Comment 11 Jeroen van Meeuwen 2009-08-12 22:15:58 UTC
How, if at all, does this relate to https://bugzilla.redhat.com/show_bug.cgi?id=502881 ?

Comment 12 Daniel Walsh 2009-08-13 12:42:02 UTC
Can read that bugzilla.

Comment 15 Bug Zapper 2009-11-16 08:11:52 UTC
This bug appears to have been reported against 'rawhide' during the Fedora 12 development cycle.
Changing version to '12'.

More information and reason for this action is here:
http://fedoraproject.org/wiki/BugZappers/HouseKeeping

Comment 16 Todd Zullinger 2009-11-21 18:52:20 UTC
FWIW, we have gotten the permissions on tightened up.  They are now 0755 in our puppet packages.

Jeroen, bug 502881 appears to be inaccessible.  Could you summarize it if you think it's still potentially related?

Comment 17 Ricky Zhou 2009-12-21 20:24:19 UTC
This is probably related to bug #546550 and http://projects.reductivelabs.com/issues/2731.  There's a patch on the ticket to get rid of the tempfile stuff that will hopefully get accepted after some testing.

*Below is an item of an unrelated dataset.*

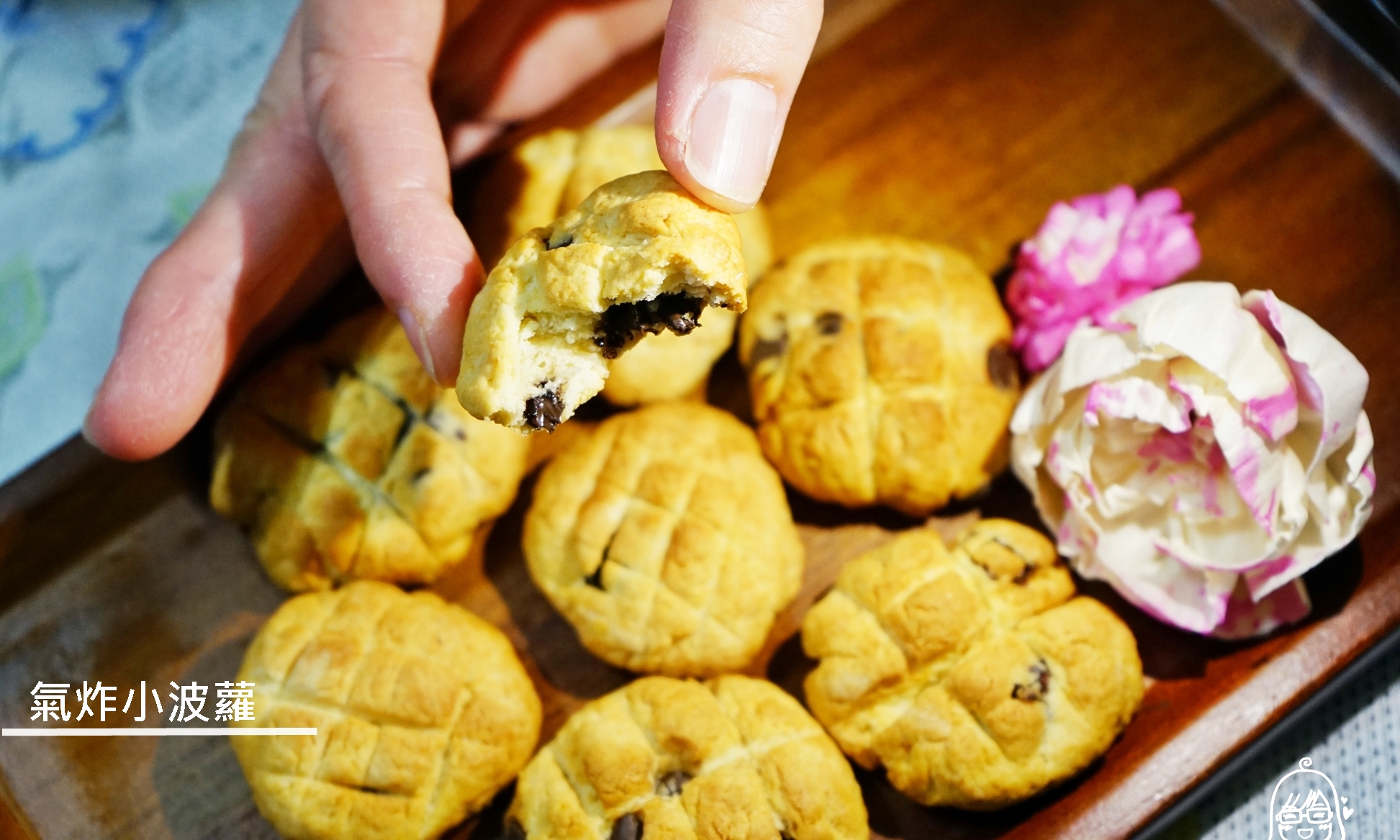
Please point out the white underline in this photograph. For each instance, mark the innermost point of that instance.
(150, 731)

Comment 18 Bug Zapper 2010-03-15 12:03:36 UTC
This bug appears to have been reported against 'rawhide' during the Fedora 13 development cycle.
Changing version to '13'.

More information and reason for this action is here:
http://fedoraproject.org/wiki/BugZappers/HouseKeeping

Comment 19 Bug Zapper 2011-06-02 18:28:43 UTC
This message is a reminder that Fedora 13 is nearing its end of life.
Approximately 30 (thirty) days from now Fedora will stop maintaining
and issuing updates for Fedora 13.  It is Fedora's policy to close all
bug reports from releases that are no longer maintained.  At that time
this bug will be closed as WONTFIX if it remains open with a Fedora 
'version' of '13'.

Package Maintainer: If you wish for this bug to remain open because you
plan to fix it in a currently maintained version, simply change the 'version' 
to a later Fedora version prior to Fedora 13's end of life.

Bug Reporter: Thank you for reporting this issue and we are sorry that 
we may not be able to fix it before Fedora 13 is end of life.  If you 
would still like to see this bug fixed and are able to reproduce it 
against a later version of Fedora please change the 'version' of this 
bug to the applicable version.  If you are unable to change the version, 
please add a comment here and someone will do it for you.

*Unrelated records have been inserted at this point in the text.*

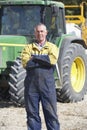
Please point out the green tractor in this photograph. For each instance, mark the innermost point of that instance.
(17, 20)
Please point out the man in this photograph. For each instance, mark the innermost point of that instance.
(39, 60)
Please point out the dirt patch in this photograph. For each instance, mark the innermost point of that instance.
(72, 116)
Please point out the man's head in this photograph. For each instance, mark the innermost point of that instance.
(40, 33)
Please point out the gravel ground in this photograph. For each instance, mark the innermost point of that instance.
(72, 116)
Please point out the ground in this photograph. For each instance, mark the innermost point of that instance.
(72, 116)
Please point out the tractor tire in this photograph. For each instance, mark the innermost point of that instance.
(16, 83)
(73, 72)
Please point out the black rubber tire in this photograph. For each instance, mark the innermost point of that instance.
(16, 83)
(72, 90)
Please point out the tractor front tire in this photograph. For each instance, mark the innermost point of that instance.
(16, 83)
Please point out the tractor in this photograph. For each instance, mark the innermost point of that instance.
(17, 21)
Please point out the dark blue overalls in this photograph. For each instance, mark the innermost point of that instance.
(40, 86)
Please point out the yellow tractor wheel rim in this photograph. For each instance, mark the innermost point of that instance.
(78, 74)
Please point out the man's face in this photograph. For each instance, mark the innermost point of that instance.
(40, 33)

Although we aim to fix as many bugs as possible during every release's 
lifetime, sometimes those efforts are overtaken by events.  Often a 
more recent Fedora release includes newer upstream software that fixes 
bugs or makes them obsolete.

The process we are following is described here: 
http://fedoraproject.org/wiki/BugZappers/HouseKeeping

Comment 20 Bug Zapper 2011-06-27 13:59:48 UTC
Fedora 13 changed to end-of-life (EOL) status on 2011-06-25. Fedora 13 is 
no longer maintained, which means that it will not receive any further 
security or bug fix updates. As a result we are closing this bug.

If you can reproduce this bug against a currently maintained version of 
Fedora please feel free to reopen this bug against that version.

Thank you for reporting this bug and we are sorry it could not be fixed.